TOMMY BOY

giuglietta

TOMMY BOY

 

 

         Ils sont tous venus. Ça fait du monde, Tommy, tu verrais ça. Je ne sais pas trop quoi leur dire, alors je me tais. Je suis un peu mal à l'aise, tu sais. 

           

            Je ne ressens pas grand chose. Sauf un léger mal d'estomac, ça ne va pas tarder à empirer, je le sens bien et j'ai laissé les cachets à la ferme. Ta sœur est partie les chercher, discrètement. Elle n'aime pas que je souffre, ta sœur, Tommy.

            Je ne me sens pas bien à ma place. Je n'ai sans doute pas, comme tu dirais, la « légitimité » d'être ici, avec tous ces braves gens. Mary Ann Anderson a mouillé ma joue en m'embrassant, c'était dégoûtant, et je ne pouvais pas m'essuyer. Déjà à l'école, je ne l'aimais pas celle-ci, ricaneuse, et un vrai laideron avec ça. Elle pleure, pouah.

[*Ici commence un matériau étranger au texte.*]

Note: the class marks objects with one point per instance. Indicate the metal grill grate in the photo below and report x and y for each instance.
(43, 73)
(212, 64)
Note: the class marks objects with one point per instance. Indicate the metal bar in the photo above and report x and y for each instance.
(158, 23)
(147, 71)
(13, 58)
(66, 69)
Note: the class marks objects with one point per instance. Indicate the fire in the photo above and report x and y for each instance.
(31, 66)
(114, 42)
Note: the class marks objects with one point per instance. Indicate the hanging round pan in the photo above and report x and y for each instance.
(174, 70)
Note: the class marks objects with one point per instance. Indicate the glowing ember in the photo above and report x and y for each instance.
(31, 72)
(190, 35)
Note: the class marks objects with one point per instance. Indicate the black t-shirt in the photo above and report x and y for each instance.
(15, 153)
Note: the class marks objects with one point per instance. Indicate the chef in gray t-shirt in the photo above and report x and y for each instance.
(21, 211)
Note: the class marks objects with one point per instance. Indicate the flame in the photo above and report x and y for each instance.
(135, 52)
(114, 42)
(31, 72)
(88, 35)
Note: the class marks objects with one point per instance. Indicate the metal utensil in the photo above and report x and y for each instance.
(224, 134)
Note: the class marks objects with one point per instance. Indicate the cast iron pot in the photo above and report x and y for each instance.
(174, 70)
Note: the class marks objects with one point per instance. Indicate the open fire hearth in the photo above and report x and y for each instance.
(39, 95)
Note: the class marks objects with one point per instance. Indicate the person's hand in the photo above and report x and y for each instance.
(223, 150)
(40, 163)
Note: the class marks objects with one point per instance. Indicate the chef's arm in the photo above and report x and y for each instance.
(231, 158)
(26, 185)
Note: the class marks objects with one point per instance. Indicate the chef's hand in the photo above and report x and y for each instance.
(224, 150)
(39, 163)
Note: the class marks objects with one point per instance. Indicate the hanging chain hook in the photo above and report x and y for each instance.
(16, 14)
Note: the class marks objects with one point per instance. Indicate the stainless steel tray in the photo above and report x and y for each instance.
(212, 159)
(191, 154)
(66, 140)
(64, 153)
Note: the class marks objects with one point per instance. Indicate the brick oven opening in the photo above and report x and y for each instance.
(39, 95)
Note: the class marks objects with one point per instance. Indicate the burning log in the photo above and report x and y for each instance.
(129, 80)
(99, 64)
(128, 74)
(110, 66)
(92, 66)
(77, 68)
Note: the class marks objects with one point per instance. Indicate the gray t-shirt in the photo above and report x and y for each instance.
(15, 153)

            Comme vont les nuages, c'est du vent d'Est qu'on a, et de la pluie avant ce soir, pour sûr. Desfois, je me demande quel temps tu as, là bas où tu te tiens, Tommy. Pas souvent, faut dire. Surtout ces derniers jours. Tom Mac Hinley me serre la main, puis c'est au tour de Bing, d'Horace, du gros Jeff. Ceux-là m'écrasent contre eux si fort que je crois bien finir étouffé, comme dans l'étreinte d'un ours, nom de... Un de ces ours que tu prenais en photo dans le temps Tommy. En photo...

            Forcément, Fox Gallagher me broie les phalanges à m'en faire hurler. Pis, il me jette un mauvais regard, avec ses saletés d'yeux noirs qu'essaient de me transpercer. Mais ça ne me fait rien parce que j'en ai vu d'autres... J'ai mal à l'estomac, je me sens déplacé, je ne ressens rien du tout, et ça pourrait bien se voir, faire jaser aussi... alors je prends cet air de rien, tu sais Tommy, cet air de rien qu'on attrape en faisant le guet dans le froid, à l'aube, à attendre le gibier. Toi, tu n'aimais pas ça la chasse, hein ?

           

            Bon, faut avouer, sans doute ta mère, j'aurais pu la sauver. Peut-être bien. Au moment où son poids a fait craquer la glace, je n'étais pas si loin d'elle. Pas tout près non plus, mais le temps d'entendre son cri, puis cette sorte de plouf, en me dépêchant un peu, j'aurais peut-être pu attraper sa main et la tirer hors de l'eau glacée.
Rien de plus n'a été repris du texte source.